Considerations for Secure Use

  • On data validation
    • The pipeline consumes data inputs using Pandas DataFrames. It is advised to perform data type validation on loading, for example, by holding the known dtype of your application data in a separate file and passing it to pandas.read_csv utility on data loading.

  • On logging
    • By default, logging to console is enabled and logging to file is disabled.

    • If logging to file is desired, initialization with automl.init(file_path=<desired_file_location>) can be utilized. A filehandler to the logging module is instantiated, duplicating console output to a disk-resident file. This file is created and edited with read-write permissions to the POSIX user executing the AutoML application. It is recommended to further harden logfile permissions to 0400 once model training is complete.

    • It is recommended to log at loglevel=logging.INFO . Data column names are assumed to be not sensitive attributes. If this assumption does not hold for your application, an anonymization utility that deidentifies columns names with a transform-inverse_transfrom wrapper may be utilized. This should envelope both automl.Pipeline.fit and automl.Pipeline.predict calls.

    • In rare instances, on data read failures logging.INFO may reveal the line number and contents of bad data. Use of pandas.read_csv utility with error_bad_lines=False argument is recommended to suppress record information leakage to the logfile.

    • Logging at logging.DEBUG level is not recommended. It is for use only by individuals who also have plaintext privileges to the input data. Debug information may reveal data record attributes.

  • On execution engine
    • The dask (respectively, local “python multiprocessing”) execution backend requires write privileges to the /tmp directory, wherein it writes to disk, socket (respectively, filedescriptor) metadata to coordinate communication between the parallel execution threads.

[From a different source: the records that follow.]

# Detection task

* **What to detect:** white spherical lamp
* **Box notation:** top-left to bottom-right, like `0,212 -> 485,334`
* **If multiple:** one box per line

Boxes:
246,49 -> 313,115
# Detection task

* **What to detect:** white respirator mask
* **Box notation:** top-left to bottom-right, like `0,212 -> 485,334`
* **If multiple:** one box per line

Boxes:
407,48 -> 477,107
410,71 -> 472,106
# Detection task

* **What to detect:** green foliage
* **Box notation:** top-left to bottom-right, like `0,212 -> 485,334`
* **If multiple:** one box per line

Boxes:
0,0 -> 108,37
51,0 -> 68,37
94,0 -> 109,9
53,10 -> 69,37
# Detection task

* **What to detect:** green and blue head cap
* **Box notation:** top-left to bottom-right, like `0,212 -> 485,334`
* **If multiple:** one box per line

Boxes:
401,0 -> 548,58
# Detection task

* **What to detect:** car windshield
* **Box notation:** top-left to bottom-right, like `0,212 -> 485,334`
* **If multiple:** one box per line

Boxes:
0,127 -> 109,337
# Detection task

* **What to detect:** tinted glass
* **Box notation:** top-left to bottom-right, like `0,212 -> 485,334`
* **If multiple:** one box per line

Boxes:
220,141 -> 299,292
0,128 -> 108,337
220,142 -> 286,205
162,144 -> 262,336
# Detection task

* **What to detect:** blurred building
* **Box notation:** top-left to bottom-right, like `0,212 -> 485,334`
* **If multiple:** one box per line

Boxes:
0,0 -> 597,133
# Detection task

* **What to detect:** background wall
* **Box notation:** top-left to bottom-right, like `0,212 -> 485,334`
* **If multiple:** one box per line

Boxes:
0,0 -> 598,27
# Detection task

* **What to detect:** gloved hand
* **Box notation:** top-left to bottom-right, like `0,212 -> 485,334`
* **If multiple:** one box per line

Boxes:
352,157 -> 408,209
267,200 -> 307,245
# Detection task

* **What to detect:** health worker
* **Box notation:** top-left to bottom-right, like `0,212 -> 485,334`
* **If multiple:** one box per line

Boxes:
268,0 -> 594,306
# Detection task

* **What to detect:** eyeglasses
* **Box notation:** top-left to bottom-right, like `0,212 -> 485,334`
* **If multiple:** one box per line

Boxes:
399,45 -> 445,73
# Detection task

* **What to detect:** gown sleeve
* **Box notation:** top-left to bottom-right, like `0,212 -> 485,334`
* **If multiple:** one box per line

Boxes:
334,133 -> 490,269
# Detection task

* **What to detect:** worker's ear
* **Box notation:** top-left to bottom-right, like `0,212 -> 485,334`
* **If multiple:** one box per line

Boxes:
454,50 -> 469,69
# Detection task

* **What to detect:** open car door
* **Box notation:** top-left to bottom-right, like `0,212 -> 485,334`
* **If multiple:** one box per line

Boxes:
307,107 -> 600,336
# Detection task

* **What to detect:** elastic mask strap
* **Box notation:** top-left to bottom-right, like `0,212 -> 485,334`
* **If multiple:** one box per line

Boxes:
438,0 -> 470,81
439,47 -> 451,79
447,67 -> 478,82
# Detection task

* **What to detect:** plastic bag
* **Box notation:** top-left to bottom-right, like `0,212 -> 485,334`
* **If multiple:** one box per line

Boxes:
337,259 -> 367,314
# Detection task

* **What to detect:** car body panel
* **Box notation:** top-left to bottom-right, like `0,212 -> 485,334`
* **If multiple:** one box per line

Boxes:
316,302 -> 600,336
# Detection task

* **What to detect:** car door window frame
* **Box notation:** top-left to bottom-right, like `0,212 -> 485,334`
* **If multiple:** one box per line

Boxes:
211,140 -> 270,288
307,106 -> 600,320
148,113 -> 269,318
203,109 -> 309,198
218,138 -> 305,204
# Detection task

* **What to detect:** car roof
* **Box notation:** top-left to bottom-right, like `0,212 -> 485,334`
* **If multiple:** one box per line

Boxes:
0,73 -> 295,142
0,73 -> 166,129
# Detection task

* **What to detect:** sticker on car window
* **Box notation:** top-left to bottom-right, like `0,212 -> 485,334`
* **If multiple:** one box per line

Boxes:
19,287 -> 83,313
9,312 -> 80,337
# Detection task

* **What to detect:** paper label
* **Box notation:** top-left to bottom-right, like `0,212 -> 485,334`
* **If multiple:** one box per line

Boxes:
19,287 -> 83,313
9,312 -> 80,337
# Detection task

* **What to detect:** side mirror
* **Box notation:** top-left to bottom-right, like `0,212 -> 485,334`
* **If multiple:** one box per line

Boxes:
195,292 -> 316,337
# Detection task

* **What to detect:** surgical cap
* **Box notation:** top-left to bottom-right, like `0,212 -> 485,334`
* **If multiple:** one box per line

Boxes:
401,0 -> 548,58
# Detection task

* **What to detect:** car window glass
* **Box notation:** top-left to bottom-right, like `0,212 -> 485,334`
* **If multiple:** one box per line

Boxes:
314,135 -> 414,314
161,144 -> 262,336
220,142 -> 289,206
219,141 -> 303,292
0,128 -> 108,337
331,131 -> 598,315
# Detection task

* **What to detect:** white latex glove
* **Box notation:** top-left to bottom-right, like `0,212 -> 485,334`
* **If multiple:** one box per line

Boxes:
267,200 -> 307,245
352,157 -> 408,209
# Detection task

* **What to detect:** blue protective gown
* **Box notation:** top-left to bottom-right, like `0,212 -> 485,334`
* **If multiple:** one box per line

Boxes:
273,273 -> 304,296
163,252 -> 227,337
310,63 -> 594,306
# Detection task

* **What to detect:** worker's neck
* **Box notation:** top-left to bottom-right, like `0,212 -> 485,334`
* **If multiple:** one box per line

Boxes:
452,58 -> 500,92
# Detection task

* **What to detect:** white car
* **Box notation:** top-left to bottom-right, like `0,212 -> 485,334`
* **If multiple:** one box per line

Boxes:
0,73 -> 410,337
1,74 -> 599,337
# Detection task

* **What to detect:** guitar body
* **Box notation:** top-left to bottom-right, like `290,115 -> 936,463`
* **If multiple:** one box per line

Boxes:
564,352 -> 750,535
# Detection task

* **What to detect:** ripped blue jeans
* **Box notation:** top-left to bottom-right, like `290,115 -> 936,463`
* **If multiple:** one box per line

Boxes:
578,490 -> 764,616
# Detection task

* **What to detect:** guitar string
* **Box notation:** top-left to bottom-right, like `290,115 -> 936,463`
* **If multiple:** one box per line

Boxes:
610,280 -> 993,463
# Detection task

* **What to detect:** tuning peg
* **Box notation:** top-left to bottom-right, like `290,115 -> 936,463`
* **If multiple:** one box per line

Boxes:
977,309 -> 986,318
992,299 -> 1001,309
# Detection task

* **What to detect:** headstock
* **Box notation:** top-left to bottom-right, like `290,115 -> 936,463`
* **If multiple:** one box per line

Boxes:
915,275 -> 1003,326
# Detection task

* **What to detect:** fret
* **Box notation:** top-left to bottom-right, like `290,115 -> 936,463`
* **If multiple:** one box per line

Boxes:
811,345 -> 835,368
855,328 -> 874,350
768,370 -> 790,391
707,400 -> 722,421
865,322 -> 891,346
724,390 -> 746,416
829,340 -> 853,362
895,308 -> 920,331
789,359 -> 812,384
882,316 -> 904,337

    • The default directory is chosen from a platform-dependent list (e.g., on POSIX Linux it is the /tmp directory), but the user of the application can control the directory location by setting the TMPDIR, TEMP or TMP environment variables. This configuration can also be set directly within python.

    • While this metadata does not contain any sensitive information, the folder in /tmp directory is created with 0600 permissions using the python tempfile module. Note that on POSIX, a process that is terminated abruptly with SIGKILL cannot automatically delete any tempfile.NamedTemporaryFiles it creates.

  • On pipeline serialization for model persistence
    • After training the AutoML pipeline, it may be desirable to persist the pipeline for future use without having to retrain. The pipeline object can be exported as a pickle dump, and/or in the ONNX format (except forecasting models which may only be pickled).

    • Loading the pickled (or ONNX) pipeline object from disk to memory is equivalent to executing code. Therefore, it is critical to ensure integrity of the serialized object. Failure to do so may expose you to arbitrary code execution (ACE).

  • Running untrusted AutoML pipeline/models
    • Only if you must, execute untrusted models inside a sandbox, such as that provided by the nsjail utility.

    • If integrity of the pipeline object is in doubt, you may consider carefully auditing the pipeline object in a sandbox.

  • On machine learning model security
    • This library provides no protection against security attacks on the internal parameters of the ML model. Attacks can range from Data Poisoning, Membership Inference, Attribute Inference, Adversarial, Byzantine to Model Extraction.

    • If your application requires protections against such attacks, they will need to be supplemented. For example, to prevent Data Poisoning attacks, you would need to either ensure the integrity of the data input to the pipeline or sanitize each data record.